Late in the summer of 1805, the Army of England, which Napoleon hoped to put across the English Channel to invade England, stood at readiness at the Channel ports, as it had the previous year. A coalition of Austria, Russia, and some of the German states, bankrolled by England, gathered to make a thrust at Strasbourg.
Napoleon liked a gamble, but even he was probably uncomfortable with spinning the roulette wheel and putting all his chips on the double zero of a cross-Channel invasion. So having some slow-moving enemy armies on the other side of Europe must have been a relief. He turned the Army of England around and sent 200,000 men east.
They moved with incredible speed, and were masked by a splendid deception operation, and in 20 days they were crossing the Rhine.
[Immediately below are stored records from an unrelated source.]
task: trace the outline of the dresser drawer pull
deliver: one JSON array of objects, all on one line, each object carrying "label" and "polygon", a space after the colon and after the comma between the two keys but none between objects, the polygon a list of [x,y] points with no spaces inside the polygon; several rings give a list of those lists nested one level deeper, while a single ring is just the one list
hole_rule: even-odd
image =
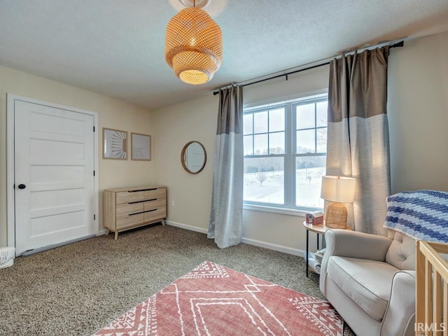
[{"label": "dresser drawer pull", "polygon": [[157,190],[157,188],[153,188],[151,189],[139,189],[138,190],[129,190],[128,192],[138,192],[139,191],[150,191]]},{"label": "dresser drawer pull", "polygon": [[143,201],[130,202],[127,204],[135,204],[136,203],[143,203],[144,202],[157,201],[158,200],[158,198],[152,198],[150,200],[144,200]]}]

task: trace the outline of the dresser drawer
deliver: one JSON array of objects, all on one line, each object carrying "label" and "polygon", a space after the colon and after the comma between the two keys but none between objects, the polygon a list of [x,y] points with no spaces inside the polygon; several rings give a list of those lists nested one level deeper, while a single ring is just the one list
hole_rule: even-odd
[{"label": "dresser drawer", "polygon": [[167,206],[167,199],[159,198],[153,201],[146,201],[144,204],[145,211],[159,208],[164,208]]},{"label": "dresser drawer", "polygon": [[128,204],[118,204],[117,205],[117,216],[129,215],[130,214],[135,214],[136,212],[142,212],[144,211],[144,203],[139,202],[139,203],[132,203]]},{"label": "dresser drawer", "polygon": [[167,216],[167,209],[164,207],[161,209],[156,209],[144,214],[145,215],[144,217],[144,221],[150,222],[152,220],[164,218]]},{"label": "dresser drawer", "polygon": [[138,225],[144,222],[144,214],[125,215],[117,217],[117,230]]},{"label": "dresser drawer", "polygon": [[164,188],[158,188],[150,190],[144,190],[143,192],[144,193],[144,199],[145,200],[164,198],[167,197],[167,189]]},{"label": "dresser drawer", "polygon": [[144,192],[136,191],[129,192],[122,191],[116,193],[115,202],[118,204],[127,204],[134,202],[141,202],[144,200]]}]

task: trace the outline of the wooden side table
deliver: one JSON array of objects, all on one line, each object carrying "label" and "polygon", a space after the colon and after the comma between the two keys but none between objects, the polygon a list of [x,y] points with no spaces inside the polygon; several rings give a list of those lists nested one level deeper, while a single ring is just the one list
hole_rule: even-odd
[{"label": "wooden side table", "polygon": [[[309,247],[309,232],[311,231],[312,232],[314,232],[317,234],[317,249],[319,249],[319,234],[325,234],[325,232],[327,231],[327,230],[331,229],[331,227],[327,227],[325,225],[325,222],[323,222],[323,224],[318,224],[317,225],[314,225],[312,224],[309,224],[307,223],[306,220],[304,220],[303,222],[303,226],[305,227],[305,229],[307,229],[307,254],[305,255],[305,259],[306,259],[306,262],[307,262],[307,277],[308,277],[308,272],[309,272],[309,265],[308,263],[308,256],[309,256],[309,252],[308,252],[308,247]],[[341,229],[339,229],[341,230]],[[346,229],[344,230],[352,230],[351,227],[347,226]]]}]

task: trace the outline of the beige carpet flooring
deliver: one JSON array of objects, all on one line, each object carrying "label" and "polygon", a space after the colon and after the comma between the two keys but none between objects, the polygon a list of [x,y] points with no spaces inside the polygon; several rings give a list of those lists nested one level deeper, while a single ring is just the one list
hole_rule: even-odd
[{"label": "beige carpet flooring", "polygon": [[0,335],[90,335],[206,260],[323,298],[302,258],[156,225],[16,258],[0,270]]}]

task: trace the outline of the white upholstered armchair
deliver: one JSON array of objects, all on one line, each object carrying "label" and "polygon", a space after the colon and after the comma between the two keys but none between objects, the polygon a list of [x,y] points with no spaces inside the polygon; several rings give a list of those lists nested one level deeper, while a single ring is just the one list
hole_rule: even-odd
[{"label": "white upholstered armchair", "polygon": [[415,241],[329,230],[322,293],[359,336],[414,335]]}]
In early October they were at the Danube, to the confusion and shock of the Austrian army.
Napoleon had accurately predicted where the Austrians would station themselves, and what route the lumbering Russian army under Kutuzov (ten days late because of a confusion between the Gregorian calendar, used in the West, and the Julian calendar used by the Orthodox Russians) would take in joining them.
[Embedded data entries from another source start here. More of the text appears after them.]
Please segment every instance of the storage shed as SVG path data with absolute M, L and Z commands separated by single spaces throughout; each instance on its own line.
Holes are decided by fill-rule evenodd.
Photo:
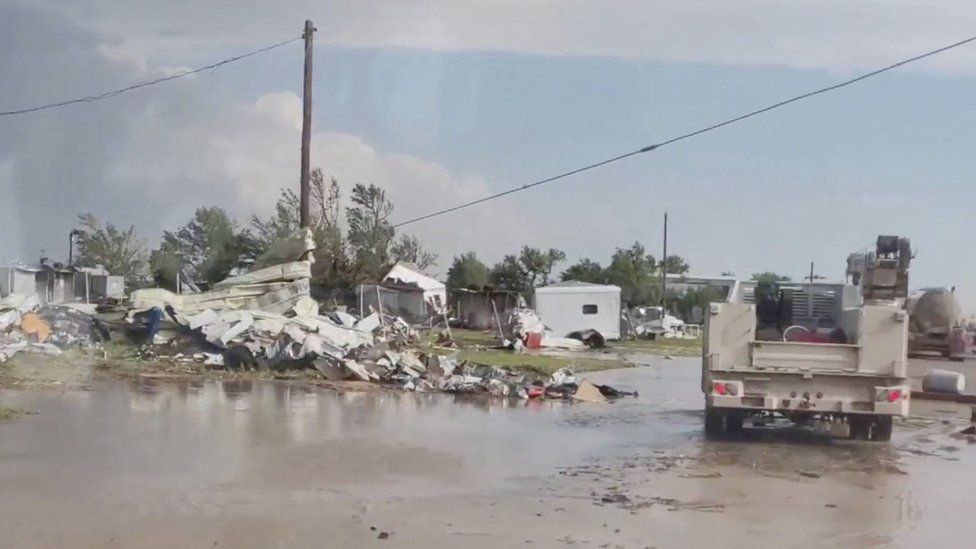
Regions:
M 620 287 L 569 280 L 536 288 L 535 310 L 560 337 L 596 330 L 606 339 L 620 339 Z

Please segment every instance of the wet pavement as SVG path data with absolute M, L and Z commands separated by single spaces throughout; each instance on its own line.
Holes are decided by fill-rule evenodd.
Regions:
M 965 543 L 969 409 L 891 443 L 706 441 L 699 362 L 590 374 L 611 404 L 271 382 L 4 390 L 0 547 L 730 547 Z M 385 535 L 384 535 L 385 534 Z

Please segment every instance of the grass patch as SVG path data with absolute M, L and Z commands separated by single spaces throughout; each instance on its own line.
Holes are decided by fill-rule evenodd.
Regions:
M 36 413 L 37 412 L 24 410 L 22 408 L 7 408 L 6 406 L 0 406 L 0 421 L 11 421 Z
M 438 334 L 440 334 L 440 330 L 430 330 L 427 333 L 427 344 L 436 344 Z M 494 347 L 501 343 L 498 339 L 498 332 L 492 331 L 451 328 L 451 335 L 454 336 L 454 342 L 461 349 L 470 347 Z
M 622 351 L 670 356 L 701 356 L 702 340 L 695 339 L 630 339 L 615 341 L 611 348 Z
M 633 364 L 618 357 L 564 357 L 543 354 L 515 353 L 512 351 L 498 349 L 461 351 L 460 358 L 474 362 L 475 364 L 488 364 L 491 366 L 537 372 L 545 375 L 552 374 L 556 370 L 564 366 L 569 366 L 570 364 L 573 365 L 576 372 L 595 372 L 599 370 L 609 370 L 611 368 L 629 368 L 633 366 Z

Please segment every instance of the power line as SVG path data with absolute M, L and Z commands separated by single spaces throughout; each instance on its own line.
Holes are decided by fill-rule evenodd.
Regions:
M 200 67 L 200 68 L 197 68 L 197 69 L 187 69 L 187 70 L 179 71 L 179 72 L 174 73 L 174 74 L 171 74 L 169 76 L 164 76 L 164 77 L 161 77 L 161 78 L 156 78 L 155 80 L 147 80 L 145 82 L 139 82 L 137 84 L 132 84 L 131 86 L 126 86 L 124 88 L 119 88 L 117 90 L 108 91 L 108 92 L 101 93 L 101 94 L 98 94 L 98 95 L 91 95 L 91 96 L 88 96 L 88 97 L 79 97 L 77 99 L 69 99 L 67 101 L 61 101 L 61 102 L 58 102 L 58 103 L 49 103 L 47 105 L 38 105 L 36 107 L 28 107 L 28 108 L 24 108 L 24 109 L 13 110 L 13 111 L 0 111 L 0 116 L 13 116 L 13 115 L 16 115 L 16 114 L 27 114 L 27 113 L 31 113 L 31 112 L 43 111 L 43 110 L 46 110 L 46 109 L 56 109 L 56 108 L 59 108 L 59 107 L 66 107 L 68 105 L 74 105 L 76 103 L 91 103 L 93 101 L 101 101 L 103 99 L 110 99 L 112 97 L 115 97 L 117 95 L 122 95 L 123 93 L 129 92 L 129 91 L 132 91 L 132 90 L 137 90 L 139 88 L 146 88 L 146 87 L 149 87 L 149 86 L 155 86 L 156 84 L 161 84 L 163 82 L 169 82 L 170 80 L 176 80 L 177 78 L 183 78 L 184 76 L 190 76 L 191 74 L 196 74 L 198 72 L 215 71 L 215 70 L 219 69 L 220 67 L 222 67 L 224 65 L 227 65 L 229 63 L 233 63 L 235 61 L 240 61 L 241 59 L 246 59 L 248 57 L 251 57 L 251 56 L 254 56 L 254 55 L 258 55 L 259 53 L 264 53 L 266 51 L 271 51 L 273 49 L 280 48 L 282 46 L 291 44 L 292 42 L 295 42 L 295 41 L 298 41 L 298 40 L 301 40 L 301 39 L 302 39 L 302 37 L 299 36 L 297 38 L 292 38 L 290 40 L 285 40 L 284 42 L 278 42 L 277 44 L 272 44 L 270 46 L 266 46 L 266 47 L 263 47 L 261 49 L 257 49 L 257 50 L 254 50 L 254 51 L 250 51 L 250 52 L 247 52 L 247 53 L 244 53 L 244 54 L 241 54 L 241 55 L 236 55 L 234 57 L 228 57 L 227 59 L 224 59 L 222 61 L 218 61 L 216 63 L 207 65 L 205 67 Z
M 563 179 L 565 177 L 569 177 L 571 175 L 578 174 L 580 172 L 585 172 L 587 170 L 592 170 L 592 169 L 598 168 L 600 166 L 605 166 L 607 164 L 610 164 L 610 163 L 613 163 L 613 162 L 617 162 L 618 160 L 623 160 L 625 158 L 629 158 L 631 156 L 636 156 L 636 155 L 641 154 L 641 153 L 650 152 L 650 151 L 653 151 L 655 149 L 659 149 L 661 147 L 664 147 L 666 145 L 670 145 L 672 143 L 677 143 L 678 141 L 682 141 L 682 140 L 688 139 L 690 137 L 695 137 L 696 135 L 701 135 L 703 133 L 707 133 L 707 132 L 710 132 L 712 130 L 717 130 L 717 129 L 721 128 L 721 127 L 728 126 L 730 124 L 735 124 L 736 122 L 741 122 L 741 121 L 743 121 L 743 120 L 745 120 L 747 118 L 752 118 L 753 116 L 757 116 L 757 115 L 760 115 L 760 114 L 769 112 L 769 111 L 771 111 L 773 109 L 778 109 L 780 107 L 784 107 L 784 106 L 789 105 L 790 103 L 794 103 L 796 101 L 801 101 L 803 99 L 808 99 L 810 97 L 813 97 L 815 95 L 819 95 L 821 93 L 827 93 L 827 92 L 831 92 L 831 91 L 834 91 L 834 90 L 843 88 L 845 86 L 850 86 L 851 84 L 855 84 L 855 83 L 860 82 L 862 80 L 866 80 L 866 79 L 871 78 L 873 76 L 877 76 L 877 75 L 879 75 L 879 74 L 881 74 L 883 72 L 887 72 L 887 71 L 890 71 L 892 69 L 896 69 L 898 67 L 901 67 L 903 65 L 907 65 L 909 63 L 914 63 L 915 61 L 920 61 L 922 59 L 925 59 L 926 57 L 931 57 L 933 55 L 937 55 L 939 53 L 942 53 L 942 52 L 951 50 L 953 48 L 958 48 L 959 46 L 966 45 L 966 44 L 968 44 L 970 42 L 973 42 L 973 41 L 976 41 L 976 36 L 972 36 L 972 37 L 969 37 L 969 38 L 967 38 L 965 40 L 960 40 L 959 42 L 955 42 L 955 43 L 949 44 L 948 46 L 943 46 L 941 48 L 938 48 L 938 49 L 934 49 L 934 50 L 925 52 L 925 53 L 923 53 L 921 55 L 916 55 L 915 57 L 911 57 L 911 58 L 908 58 L 908 59 L 904 59 L 902 61 L 898 61 L 897 63 L 893 63 L 893 64 L 888 65 L 886 67 L 882 67 L 880 69 L 871 71 L 869 73 L 862 74 L 861 76 L 858 76 L 856 78 L 852 78 L 850 80 L 845 80 L 843 82 L 834 84 L 832 86 L 827 86 L 826 88 L 820 88 L 818 90 L 811 91 L 811 92 L 807 92 L 807 93 L 804 93 L 802 95 L 797 95 L 797 96 L 791 97 L 789 99 L 780 101 L 778 103 L 773 103 L 772 105 L 763 107 L 761 109 L 757 109 L 757 110 L 748 112 L 746 114 L 743 114 L 743 115 L 740 115 L 740 116 L 736 116 L 735 118 L 730 118 L 730 119 L 725 120 L 723 122 L 719 122 L 717 124 L 712 124 L 711 126 L 706 126 L 704 128 L 701 128 L 699 130 L 695 130 L 693 132 L 685 133 L 685 134 L 679 135 L 677 137 L 672 137 L 672 138 L 670 138 L 670 139 L 668 139 L 666 141 L 661 141 L 660 143 L 655 143 L 653 145 L 648 145 L 648 146 L 643 147 L 641 149 L 638 149 L 636 151 L 632 151 L 632 152 L 629 152 L 629 153 L 621 154 L 621 155 L 615 156 L 613 158 L 608 158 L 606 160 L 602 160 L 600 162 L 596 162 L 594 164 L 590 164 L 590 165 L 587 165 L 587 166 L 583 166 L 582 168 L 577 168 L 575 170 L 571 170 L 571 171 L 568 171 L 568 172 L 563 172 L 563 173 L 561 173 L 559 175 L 554 175 L 552 177 L 547 177 L 546 179 L 541 179 L 541 180 L 535 181 L 533 183 L 527 183 L 525 185 L 522 185 L 521 187 L 514 187 L 514 188 L 511 188 L 511 189 L 509 189 L 507 191 L 503 191 L 503 192 L 500 192 L 500 193 L 496 193 L 496 194 L 493 194 L 493 195 L 489 195 L 489 196 L 486 196 L 486 197 L 483 197 L 483 198 L 479 198 L 477 200 L 472 200 L 470 202 L 465 202 L 463 204 L 458 204 L 457 206 L 452 206 L 450 208 L 446 208 L 446 209 L 443 209 L 443 210 L 438 210 L 438 211 L 435 211 L 433 213 L 429 213 L 429 214 L 426 214 L 426 215 L 422 215 L 420 217 L 415 217 L 413 219 L 408 219 L 407 221 L 403 221 L 401 223 L 397 223 L 396 225 L 394 225 L 394 227 L 403 227 L 404 225 L 410 225 L 411 223 L 416 223 L 418 221 L 423 221 L 425 219 L 430 219 L 432 217 L 437 217 L 437 216 L 444 215 L 444 214 L 447 214 L 447 213 L 456 212 L 458 210 L 462 210 L 464 208 L 468 208 L 468 207 L 471 207 L 471 206 L 475 206 L 475 205 L 481 204 L 483 202 L 488 202 L 489 200 L 494 200 L 496 198 L 501 198 L 501 197 L 506 196 L 506 195 L 509 195 L 509 194 L 517 193 L 519 191 L 524 191 L 526 189 L 531 189 L 533 187 L 537 187 L 539 185 L 544 185 L 546 183 L 550 183 L 550 182 L 556 181 L 558 179 Z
He defeated the Austrians under Mack at Ulm (readers of War and Peace might remember the shabby figure saying: "You see before you the unfortunate General Mack!", though he actually said this to Napoleon), and then the Coalition army at Austerlitz, probably his greatest tactical victory.
The story is excitingly told by Alistair Horne in How Far from Austerlitz, Napoleon 1805-1815, and if you want to get up to speed on Napoleon's military career in an entertaining way, there are few better. Horne has written a number of pleasing military histories, mostly dealing with the encounters between France and Germany in their three wars--Austerlitz then forms the first of these, for it is during this period that Germany really starts to get it together as a military power.
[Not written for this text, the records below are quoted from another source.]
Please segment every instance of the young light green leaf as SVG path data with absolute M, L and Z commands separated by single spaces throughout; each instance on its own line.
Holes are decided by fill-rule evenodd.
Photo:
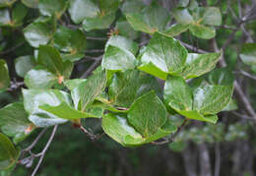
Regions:
M 68 1 L 39 0 L 38 9 L 43 16 L 56 16 L 57 19 L 66 11 Z
M 19 157 L 19 151 L 12 142 L 0 133 L 0 170 L 6 170 L 14 165 Z
M 165 30 L 170 21 L 170 14 L 157 3 L 152 3 L 140 13 L 127 14 L 126 19 L 135 30 L 154 33 Z
M 110 102 L 129 108 L 135 99 L 152 89 L 160 95 L 160 88 L 153 76 L 134 70 L 115 73 L 109 85 L 108 94 Z
M 220 59 L 221 53 L 189 53 L 181 76 L 185 79 L 191 79 L 204 75 L 213 70 Z
M 52 29 L 46 23 L 34 22 L 24 29 L 24 35 L 32 47 L 39 47 L 52 38 Z
M 106 76 L 104 71 L 101 71 L 91 76 L 86 82 L 72 89 L 71 95 L 75 109 L 81 111 L 88 109 L 88 106 L 103 91 L 105 84 Z
M 230 101 L 232 86 L 206 86 L 198 88 L 194 93 L 193 109 L 201 114 L 217 114 Z
M 163 98 L 164 101 L 175 110 L 192 110 L 192 90 L 181 77 L 167 77 L 164 85 Z
M 0 59 L 0 92 L 6 90 L 10 86 L 8 66 L 5 60 Z
M 29 88 L 47 89 L 58 84 L 58 77 L 44 67 L 37 66 L 27 73 L 24 83 Z
M 144 138 L 149 138 L 164 125 L 166 109 L 159 96 L 150 91 L 132 104 L 127 117 L 129 123 Z
M 156 73 L 156 69 L 165 74 L 176 75 L 181 71 L 186 61 L 187 50 L 172 37 L 156 32 L 151 39 L 146 51 L 143 53 L 140 70 L 148 72 L 161 79 L 162 73 Z M 152 63 L 150 65 L 150 63 Z
M 28 119 L 23 103 L 15 102 L 0 109 L 0 129 L 17 144 L 30 135 L 34 125 Z
M 35 66 L 33 56 L 20 56 L 15 59 L 15 71 L 17 75 L 24 78 L 26 74 Z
Aside from clearly delineating the strategy and operations of the wars, Horne gives us the required illuminating anecdotes. Napoleon was
an indifferent horseman (Odeblen says scathingly, 'Napoleon rode like a butcher.... Whilst galloping, his body rolled backwards and forwards and sideways') and was thrown more than once
not too surprising for a former artilleryman. Horne details the detail Napoleon went into to make his dispositions:
As soon as the site for Imperial Headquarters in the field had been decided, d'Albe would set up Napoleon's 'operations room', the centre-piece of which would be a vast map table of the theatre of war, so large that the Emperor and his topographer would often be forced to lie on it full length together. 'I have seen them more than once,' wrote Baron de Fain, the Cabinet archivist, '...interrupting each other by a sudden exclamation, right in the midst of their work, when their heads had come into collision.'
Though it covers the period 1805-1815, Horne sketches in Napoleon's early career, including Italy and Egypt, as well as Napoleon's fate after defeat. Highly recommended.